- Active: 1945–1946
- Country: Australia
- Branch: Royal Australian Air Force
- Type: Heavy fighter

Aircraft flown
- Fighter: Mosquito

= No. 94 Squadron RAAF =

Royal Australian Air Force squadron

No. 94 Squadron was a Royal Australian Air Force fighter squadron of World War II. The unit did not complete its training before the end of the war and was disbanded eight months after formation.

==Squadron history==

No. 94 Squadron was formed at Castlereagh, New South Wales, on 30 May 1945. It was planned to equip the squadron with de Havilland Mosquito aircraft and assign it to No. 86 Wing. Its personnel were housed at RAAF Base Richmond until 29 June when they moved to Castlereagh.

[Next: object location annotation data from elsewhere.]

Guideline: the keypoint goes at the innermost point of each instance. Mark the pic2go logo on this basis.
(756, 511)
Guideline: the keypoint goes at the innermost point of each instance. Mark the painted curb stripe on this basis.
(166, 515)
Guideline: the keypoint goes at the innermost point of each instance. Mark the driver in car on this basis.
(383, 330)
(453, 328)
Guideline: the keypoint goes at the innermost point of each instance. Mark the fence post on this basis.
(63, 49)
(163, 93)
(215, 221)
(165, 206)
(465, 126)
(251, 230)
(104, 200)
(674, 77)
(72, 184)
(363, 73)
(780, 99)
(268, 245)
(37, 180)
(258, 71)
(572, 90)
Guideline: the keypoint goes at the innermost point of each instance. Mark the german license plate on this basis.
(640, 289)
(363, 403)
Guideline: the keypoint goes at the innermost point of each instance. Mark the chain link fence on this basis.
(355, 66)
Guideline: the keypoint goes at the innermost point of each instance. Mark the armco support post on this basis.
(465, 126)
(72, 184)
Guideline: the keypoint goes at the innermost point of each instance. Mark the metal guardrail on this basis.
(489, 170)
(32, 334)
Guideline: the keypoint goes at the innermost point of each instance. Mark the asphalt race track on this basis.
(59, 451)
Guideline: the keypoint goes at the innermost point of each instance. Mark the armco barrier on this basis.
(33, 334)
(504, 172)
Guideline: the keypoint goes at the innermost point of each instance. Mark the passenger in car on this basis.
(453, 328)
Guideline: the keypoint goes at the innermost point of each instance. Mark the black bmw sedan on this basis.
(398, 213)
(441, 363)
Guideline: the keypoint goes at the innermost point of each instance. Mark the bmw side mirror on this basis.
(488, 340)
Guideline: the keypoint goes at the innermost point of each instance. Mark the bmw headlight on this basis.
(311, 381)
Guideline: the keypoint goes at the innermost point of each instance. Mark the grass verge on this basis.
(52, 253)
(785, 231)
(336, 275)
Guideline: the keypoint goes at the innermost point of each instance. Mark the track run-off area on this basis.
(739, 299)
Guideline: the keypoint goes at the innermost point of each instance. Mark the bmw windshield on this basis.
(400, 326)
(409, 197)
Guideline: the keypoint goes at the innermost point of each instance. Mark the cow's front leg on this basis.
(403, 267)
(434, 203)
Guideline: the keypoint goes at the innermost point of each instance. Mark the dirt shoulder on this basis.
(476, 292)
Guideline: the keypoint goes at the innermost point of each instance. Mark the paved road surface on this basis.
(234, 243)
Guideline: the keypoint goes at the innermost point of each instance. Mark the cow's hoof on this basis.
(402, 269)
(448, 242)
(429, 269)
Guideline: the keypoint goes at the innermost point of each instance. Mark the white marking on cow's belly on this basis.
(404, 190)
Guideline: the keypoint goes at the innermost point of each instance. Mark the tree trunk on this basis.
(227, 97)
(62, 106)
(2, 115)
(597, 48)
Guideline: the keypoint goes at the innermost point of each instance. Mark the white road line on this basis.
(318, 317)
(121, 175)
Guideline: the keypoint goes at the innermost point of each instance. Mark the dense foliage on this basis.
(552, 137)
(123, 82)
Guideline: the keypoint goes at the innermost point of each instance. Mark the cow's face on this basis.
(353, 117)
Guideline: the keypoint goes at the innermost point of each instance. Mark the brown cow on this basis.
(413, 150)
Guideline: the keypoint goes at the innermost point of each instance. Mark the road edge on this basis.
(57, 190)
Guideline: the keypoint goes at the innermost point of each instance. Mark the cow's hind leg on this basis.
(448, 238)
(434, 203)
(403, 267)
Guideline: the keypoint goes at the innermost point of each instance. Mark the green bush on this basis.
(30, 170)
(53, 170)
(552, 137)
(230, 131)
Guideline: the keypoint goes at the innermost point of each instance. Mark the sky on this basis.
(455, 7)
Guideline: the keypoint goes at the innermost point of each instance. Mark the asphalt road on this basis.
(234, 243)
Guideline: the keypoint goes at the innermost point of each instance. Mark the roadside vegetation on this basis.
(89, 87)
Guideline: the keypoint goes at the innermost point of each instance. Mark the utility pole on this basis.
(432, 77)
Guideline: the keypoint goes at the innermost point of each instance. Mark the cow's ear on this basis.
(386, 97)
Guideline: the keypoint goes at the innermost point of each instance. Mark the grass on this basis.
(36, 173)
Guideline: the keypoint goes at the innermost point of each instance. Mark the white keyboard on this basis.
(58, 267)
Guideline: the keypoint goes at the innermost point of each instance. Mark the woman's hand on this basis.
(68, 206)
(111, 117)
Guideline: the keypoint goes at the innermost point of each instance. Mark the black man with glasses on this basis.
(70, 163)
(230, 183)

The squadron commenced training at Castlereagh in July. During this month 73.35 hours of flight training were conducted in Mosquito aircraft and No. 9 Airfield Construction Squadron built hard standings to protect the aircraft from waterlogged ground. Representatives from Rolls-Royce and de Havilland's propeller division also lectured No. 94 Squadron's ground and air crew. Delivery of the squadron's Mosquitos was slow, however, and this greatly hampered its training program.

No. 94 Squadron was informed on 18 September 1945 that it would cease to function from 20 September. The remnants of the squadron departed Castlereagh for Richmond on 7 January 1946 and it was disbanded there on 24 January.